Additional red clover information via the Forage Information System (FIS)


Red Clover Establishment

Red clover can be established as a pure stand, with or without a companion crop, seeded with forage grass, or sod-seeded into a grass sod to improve the existing stand. Each situation has special requirements that should be considered.

Seeding red clover in the spring (April to early May) alone or with a spring oat companion crop in a conventionally prepared seed bed is common. Best clover stands result from seeding the oats at about 1.5 to 2 bushels per acre. Harvesting the oats early for silage is recommended because will greatly reduce the competition with the red clover. If the oats are harvested for grain, remove the straw so that it will not shade or suppress the red clover.

Red clover direct seeded in the spring without a companion crop, will yield less total forage than when seeded with a companion crop to be harvested as a forage. However, a larger portion of the forage will be red clover when seeded without the companion crop. Use of herbicides may be necessary when direct seeded red clover without a companion crop. Direct seedings of red clover can be made either by broadcast, band seeding or fluid seeding. The success of red clover establishment by the fluid seeding technique (planting in a carrier of water or fertilizer solution) is dependent on the preparation of firm and fine seed bed prior to seeding and cultipacking after seeding. Fluid seeding requires special equipment, therefore a custom applicator is recommended.

Red clover can be no-till seeded and is the easiest legume to establish using this method. Early spring seeding in winter grains or grass pastures when the soils are honeycombed from frost has also been successful.

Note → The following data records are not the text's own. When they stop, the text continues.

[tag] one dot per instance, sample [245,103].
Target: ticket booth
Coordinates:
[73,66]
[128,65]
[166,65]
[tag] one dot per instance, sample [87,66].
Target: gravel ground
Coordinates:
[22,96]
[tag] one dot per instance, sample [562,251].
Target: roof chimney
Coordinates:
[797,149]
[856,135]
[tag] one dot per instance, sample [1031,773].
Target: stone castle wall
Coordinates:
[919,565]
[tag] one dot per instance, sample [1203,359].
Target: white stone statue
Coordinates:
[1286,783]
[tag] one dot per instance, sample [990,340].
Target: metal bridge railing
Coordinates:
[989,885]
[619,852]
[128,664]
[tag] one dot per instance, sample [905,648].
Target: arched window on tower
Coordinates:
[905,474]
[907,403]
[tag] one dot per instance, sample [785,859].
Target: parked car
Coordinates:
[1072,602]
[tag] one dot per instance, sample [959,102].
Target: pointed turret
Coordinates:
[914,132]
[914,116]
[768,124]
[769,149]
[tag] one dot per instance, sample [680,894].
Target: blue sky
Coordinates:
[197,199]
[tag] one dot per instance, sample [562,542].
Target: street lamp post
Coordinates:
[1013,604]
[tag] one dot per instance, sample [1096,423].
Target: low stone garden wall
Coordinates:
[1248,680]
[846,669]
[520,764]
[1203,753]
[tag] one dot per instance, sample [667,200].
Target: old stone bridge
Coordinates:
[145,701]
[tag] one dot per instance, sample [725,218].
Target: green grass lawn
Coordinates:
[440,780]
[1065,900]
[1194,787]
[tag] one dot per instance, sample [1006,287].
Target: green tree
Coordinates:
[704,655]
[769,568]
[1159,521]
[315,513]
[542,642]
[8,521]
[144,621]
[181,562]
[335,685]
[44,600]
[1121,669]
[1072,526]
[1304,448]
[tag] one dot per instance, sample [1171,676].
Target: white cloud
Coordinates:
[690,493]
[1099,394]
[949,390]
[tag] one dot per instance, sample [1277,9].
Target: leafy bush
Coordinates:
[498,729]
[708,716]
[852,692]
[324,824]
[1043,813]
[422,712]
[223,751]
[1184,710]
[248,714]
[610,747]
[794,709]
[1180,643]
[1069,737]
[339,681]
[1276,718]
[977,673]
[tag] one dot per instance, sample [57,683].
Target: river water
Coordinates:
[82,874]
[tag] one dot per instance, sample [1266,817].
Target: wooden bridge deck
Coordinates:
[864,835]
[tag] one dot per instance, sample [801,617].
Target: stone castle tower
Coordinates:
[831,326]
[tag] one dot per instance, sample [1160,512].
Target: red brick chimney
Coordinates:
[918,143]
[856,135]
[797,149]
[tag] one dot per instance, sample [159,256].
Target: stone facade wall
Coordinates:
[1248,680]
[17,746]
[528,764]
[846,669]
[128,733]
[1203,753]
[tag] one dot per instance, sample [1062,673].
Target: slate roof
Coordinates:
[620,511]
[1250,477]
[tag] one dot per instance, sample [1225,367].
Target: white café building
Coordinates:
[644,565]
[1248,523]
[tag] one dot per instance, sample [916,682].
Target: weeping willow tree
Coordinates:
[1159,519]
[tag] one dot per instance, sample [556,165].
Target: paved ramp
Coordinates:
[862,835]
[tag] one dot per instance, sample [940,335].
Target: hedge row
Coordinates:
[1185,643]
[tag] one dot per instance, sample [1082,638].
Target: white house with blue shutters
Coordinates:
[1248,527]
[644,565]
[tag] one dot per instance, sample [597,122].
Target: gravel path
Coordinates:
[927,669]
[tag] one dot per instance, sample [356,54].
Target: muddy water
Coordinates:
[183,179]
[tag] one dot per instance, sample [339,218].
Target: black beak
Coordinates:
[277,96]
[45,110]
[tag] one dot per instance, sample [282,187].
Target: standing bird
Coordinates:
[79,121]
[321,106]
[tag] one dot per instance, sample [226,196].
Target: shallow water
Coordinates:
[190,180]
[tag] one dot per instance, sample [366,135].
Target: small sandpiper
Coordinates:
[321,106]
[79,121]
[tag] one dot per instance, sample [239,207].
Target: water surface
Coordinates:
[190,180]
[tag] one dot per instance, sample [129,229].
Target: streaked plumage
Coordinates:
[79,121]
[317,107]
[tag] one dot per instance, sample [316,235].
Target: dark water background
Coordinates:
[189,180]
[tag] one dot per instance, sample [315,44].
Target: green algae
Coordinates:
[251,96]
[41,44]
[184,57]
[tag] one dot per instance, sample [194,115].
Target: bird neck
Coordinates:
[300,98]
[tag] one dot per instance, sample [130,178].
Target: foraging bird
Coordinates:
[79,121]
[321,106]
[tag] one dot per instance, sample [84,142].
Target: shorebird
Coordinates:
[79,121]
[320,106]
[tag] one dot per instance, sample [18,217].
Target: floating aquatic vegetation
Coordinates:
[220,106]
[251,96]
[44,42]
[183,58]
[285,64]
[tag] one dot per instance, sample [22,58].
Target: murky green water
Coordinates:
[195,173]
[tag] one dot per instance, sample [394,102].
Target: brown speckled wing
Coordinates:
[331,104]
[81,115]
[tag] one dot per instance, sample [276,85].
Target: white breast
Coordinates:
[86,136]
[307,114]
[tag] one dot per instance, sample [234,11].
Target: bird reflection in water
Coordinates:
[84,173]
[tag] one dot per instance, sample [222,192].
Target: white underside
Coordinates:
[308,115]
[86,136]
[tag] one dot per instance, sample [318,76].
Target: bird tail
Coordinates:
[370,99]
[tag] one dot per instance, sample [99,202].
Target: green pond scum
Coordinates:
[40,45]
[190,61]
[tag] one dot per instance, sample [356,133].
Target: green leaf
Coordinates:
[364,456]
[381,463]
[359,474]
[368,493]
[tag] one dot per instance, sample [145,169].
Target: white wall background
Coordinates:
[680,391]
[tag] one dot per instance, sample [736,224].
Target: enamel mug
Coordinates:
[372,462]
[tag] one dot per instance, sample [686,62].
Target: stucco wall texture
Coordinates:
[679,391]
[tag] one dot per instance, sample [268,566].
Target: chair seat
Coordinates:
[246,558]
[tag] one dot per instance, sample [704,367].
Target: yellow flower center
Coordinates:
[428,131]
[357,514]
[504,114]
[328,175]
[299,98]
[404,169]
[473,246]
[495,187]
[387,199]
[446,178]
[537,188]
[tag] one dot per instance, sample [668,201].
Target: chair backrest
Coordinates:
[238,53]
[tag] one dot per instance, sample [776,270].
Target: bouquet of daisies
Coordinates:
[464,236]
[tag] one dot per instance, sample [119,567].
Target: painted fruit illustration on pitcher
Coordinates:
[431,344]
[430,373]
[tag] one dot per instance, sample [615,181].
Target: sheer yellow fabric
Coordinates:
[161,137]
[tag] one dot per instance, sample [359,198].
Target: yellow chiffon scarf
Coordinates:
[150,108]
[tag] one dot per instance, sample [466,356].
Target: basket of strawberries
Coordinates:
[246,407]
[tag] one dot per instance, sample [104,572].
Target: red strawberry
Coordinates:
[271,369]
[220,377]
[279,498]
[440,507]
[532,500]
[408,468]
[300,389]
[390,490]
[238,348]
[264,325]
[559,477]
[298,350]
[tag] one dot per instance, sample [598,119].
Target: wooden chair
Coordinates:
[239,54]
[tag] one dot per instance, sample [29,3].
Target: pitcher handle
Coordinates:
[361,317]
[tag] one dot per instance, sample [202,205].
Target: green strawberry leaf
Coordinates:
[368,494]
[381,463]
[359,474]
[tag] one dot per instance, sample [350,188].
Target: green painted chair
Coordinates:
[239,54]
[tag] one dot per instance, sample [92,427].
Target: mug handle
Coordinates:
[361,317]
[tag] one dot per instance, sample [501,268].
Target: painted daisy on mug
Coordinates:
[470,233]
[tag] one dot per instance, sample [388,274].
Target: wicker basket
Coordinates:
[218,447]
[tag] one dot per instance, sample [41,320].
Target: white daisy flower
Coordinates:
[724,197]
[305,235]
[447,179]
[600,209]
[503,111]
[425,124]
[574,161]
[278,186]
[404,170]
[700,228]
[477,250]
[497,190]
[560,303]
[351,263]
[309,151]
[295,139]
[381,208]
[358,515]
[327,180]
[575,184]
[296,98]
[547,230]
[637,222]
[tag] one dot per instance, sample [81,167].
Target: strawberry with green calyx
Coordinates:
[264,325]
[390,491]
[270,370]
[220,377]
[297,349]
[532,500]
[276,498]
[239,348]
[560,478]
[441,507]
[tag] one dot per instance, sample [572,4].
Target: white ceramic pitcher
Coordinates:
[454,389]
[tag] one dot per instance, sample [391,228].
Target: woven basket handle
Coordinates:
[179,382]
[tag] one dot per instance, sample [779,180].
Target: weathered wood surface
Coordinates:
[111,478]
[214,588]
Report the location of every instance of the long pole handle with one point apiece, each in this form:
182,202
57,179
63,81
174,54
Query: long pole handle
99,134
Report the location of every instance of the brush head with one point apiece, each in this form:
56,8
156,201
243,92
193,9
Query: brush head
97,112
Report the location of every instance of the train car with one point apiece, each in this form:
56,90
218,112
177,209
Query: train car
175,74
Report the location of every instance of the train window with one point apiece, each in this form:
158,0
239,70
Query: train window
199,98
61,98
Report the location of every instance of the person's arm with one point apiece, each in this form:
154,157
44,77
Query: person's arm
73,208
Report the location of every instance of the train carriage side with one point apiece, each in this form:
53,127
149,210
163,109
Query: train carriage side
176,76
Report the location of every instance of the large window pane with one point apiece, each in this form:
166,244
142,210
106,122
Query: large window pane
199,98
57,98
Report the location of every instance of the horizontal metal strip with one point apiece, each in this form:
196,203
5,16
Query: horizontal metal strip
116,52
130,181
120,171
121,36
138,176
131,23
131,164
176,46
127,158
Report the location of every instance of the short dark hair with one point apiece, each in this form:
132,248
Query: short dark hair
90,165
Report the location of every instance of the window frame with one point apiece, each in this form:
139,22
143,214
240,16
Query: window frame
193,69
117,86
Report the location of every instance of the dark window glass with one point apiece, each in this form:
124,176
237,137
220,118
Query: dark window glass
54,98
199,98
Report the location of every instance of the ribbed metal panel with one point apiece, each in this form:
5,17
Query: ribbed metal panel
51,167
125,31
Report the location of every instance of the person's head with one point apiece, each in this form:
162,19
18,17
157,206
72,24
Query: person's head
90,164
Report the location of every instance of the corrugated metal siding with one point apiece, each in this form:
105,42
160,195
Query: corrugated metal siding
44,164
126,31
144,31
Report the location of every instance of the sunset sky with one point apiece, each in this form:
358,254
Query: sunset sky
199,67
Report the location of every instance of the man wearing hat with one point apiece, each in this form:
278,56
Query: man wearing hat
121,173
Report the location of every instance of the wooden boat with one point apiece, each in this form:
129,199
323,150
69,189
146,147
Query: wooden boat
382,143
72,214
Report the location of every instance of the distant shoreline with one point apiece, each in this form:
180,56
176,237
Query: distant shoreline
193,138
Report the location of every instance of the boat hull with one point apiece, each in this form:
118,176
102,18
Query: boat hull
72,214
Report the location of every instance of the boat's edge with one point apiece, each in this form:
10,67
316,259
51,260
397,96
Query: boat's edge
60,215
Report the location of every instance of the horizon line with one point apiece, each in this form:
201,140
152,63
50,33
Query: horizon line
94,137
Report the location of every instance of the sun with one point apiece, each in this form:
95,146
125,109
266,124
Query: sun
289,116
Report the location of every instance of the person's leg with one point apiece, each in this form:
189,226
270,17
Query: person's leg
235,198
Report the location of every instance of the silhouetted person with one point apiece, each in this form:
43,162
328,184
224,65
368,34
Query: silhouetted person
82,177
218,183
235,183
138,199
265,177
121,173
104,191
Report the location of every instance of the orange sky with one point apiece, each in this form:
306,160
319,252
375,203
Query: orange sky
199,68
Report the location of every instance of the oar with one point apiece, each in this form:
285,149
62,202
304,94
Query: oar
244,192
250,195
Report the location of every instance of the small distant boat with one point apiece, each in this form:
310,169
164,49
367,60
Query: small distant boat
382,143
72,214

Red clover should be seeded at a rate of 10 to 12 lb. per acre in pure stand and 6 to 8 lb. per acre when seeded with a forage grass. Best establishment occurs when red clover is not seeded deeper than 1/4 in.

To insure adequate nodulation, red clover seed should be inoculated just before seeding with Rhizobium trifolii bacteria and a sticking agent. Pre- inoculated seed should be kept in a cool, dark place to optimize survival of the nitrogen fixing bacteria. For additional information about nitrogen fixing bacteria or the inoculation process see Agronomy Facts 11: Inoculation of Forage and Grain Legumes.